Después de los 40: lo que toda mujer debe saber para cuidar su salud
La caída de estrógenos afecta desde los huesos hasta el estado de ánimo. Conozca qué nutrientes marcan la diferencia en esta etapa de la vida.
El cansancio constante, los cambios en el sueño, la falta de energía y las alteraciones en el estado de ánimo son algunos de los síntomas que muchas mujeres comienzan a experimentar después de los 40 años debido a los cambios hormonales relacionados con la perimenopausia y la menopausia.
La doctora Adriana Jiménez explicó que durante esta etapa disminuyen progresivamente los estrógenos, lo que impacta directamente funciones importantes del organismo como la salud ósea, muscular, cardiovascular y emocional.
“Muchas pacientes empiezan a sentirse extrañas en su propio cuerpo. Hay más cansancio, sudoraciones, calores, cambios de humor y alteraciones del sueño”, indicó.
Ante estos cambios, la especialista señaló que ciertos nutrientes se vuelven fundamentales para mantener la calidad de vida y prevenir enfermedades asociadas al envejecimiento.
Entre los principales destacan la vitamina D, el calcio, el magnesio, el omega 3, el zinc, el hierro y la vitamina C.
La vitamina D y el calcio, por ejemplo, ayudan a fortalecer los huesos y disminuir el riesgo de osteoporosis, una condición que aumenta después de la menopausia debido a la pérdida de masa ósea.

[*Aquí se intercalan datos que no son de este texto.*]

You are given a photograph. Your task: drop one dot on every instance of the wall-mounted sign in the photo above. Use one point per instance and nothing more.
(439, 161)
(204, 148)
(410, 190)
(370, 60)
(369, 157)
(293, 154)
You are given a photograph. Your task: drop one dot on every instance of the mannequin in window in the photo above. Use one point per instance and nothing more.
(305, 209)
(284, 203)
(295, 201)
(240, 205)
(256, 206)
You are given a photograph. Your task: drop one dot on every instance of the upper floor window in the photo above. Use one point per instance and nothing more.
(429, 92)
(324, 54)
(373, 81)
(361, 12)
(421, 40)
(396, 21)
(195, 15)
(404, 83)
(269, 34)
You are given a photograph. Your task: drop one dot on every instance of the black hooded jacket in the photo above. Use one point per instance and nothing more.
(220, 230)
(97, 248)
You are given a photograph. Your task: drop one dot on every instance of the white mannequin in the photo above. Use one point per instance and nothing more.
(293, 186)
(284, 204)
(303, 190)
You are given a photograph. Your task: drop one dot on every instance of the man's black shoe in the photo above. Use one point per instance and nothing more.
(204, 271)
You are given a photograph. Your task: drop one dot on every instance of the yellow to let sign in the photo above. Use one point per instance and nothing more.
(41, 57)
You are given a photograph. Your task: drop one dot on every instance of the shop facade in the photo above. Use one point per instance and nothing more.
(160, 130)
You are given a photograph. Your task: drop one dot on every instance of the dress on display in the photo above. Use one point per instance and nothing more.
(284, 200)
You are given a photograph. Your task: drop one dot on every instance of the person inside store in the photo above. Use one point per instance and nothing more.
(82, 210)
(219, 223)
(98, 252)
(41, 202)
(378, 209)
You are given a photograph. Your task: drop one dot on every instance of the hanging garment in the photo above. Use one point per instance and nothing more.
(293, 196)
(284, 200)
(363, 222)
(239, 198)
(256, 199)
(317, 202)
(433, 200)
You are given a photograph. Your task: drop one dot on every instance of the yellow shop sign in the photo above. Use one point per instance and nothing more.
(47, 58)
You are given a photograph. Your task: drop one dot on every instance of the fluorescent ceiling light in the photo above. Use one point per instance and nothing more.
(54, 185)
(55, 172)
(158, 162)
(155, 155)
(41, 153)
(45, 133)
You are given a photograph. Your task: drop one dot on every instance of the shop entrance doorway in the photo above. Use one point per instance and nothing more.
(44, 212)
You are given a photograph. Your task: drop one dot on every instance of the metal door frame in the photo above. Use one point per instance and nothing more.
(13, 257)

Además, el omega 3 se relaciona con beneficios cardiovasculares, ya que contribuye a disminuir los triglicéridos y apoyar la salud del corazón.
Otro de los nutrientes destacados es el magnesio, el cual ayuda a mejorar la calidad del sueño, favorece el funcionamiento cerebral y contribuye a regular la resistencia a la insulina.
La doctora Jiménez explicó que actualmente existen suplementos diseñados específicamente para cubrir las necesidades nutricionales de las mujeres en esta etapa. Entre ellos mencionó Femelys Vit, un complemento que reúne vitaminas y minerales como vitamina D, complejo B, omega 3 y magnesio en dosis recomendadas internacionalmente.
Según la especialista, este tipo de suplementos puede contribuir a disminuir el cansancio y la fatiga, además de apoyar la salud cognitiva, visual y osteomuscular.
Sin embargo, insistió en que la suplementación debe acompañarse de hábitos saludables como ejercicio, buena alimentación, exposición adecuada al sol, descanso y cuidado emocional.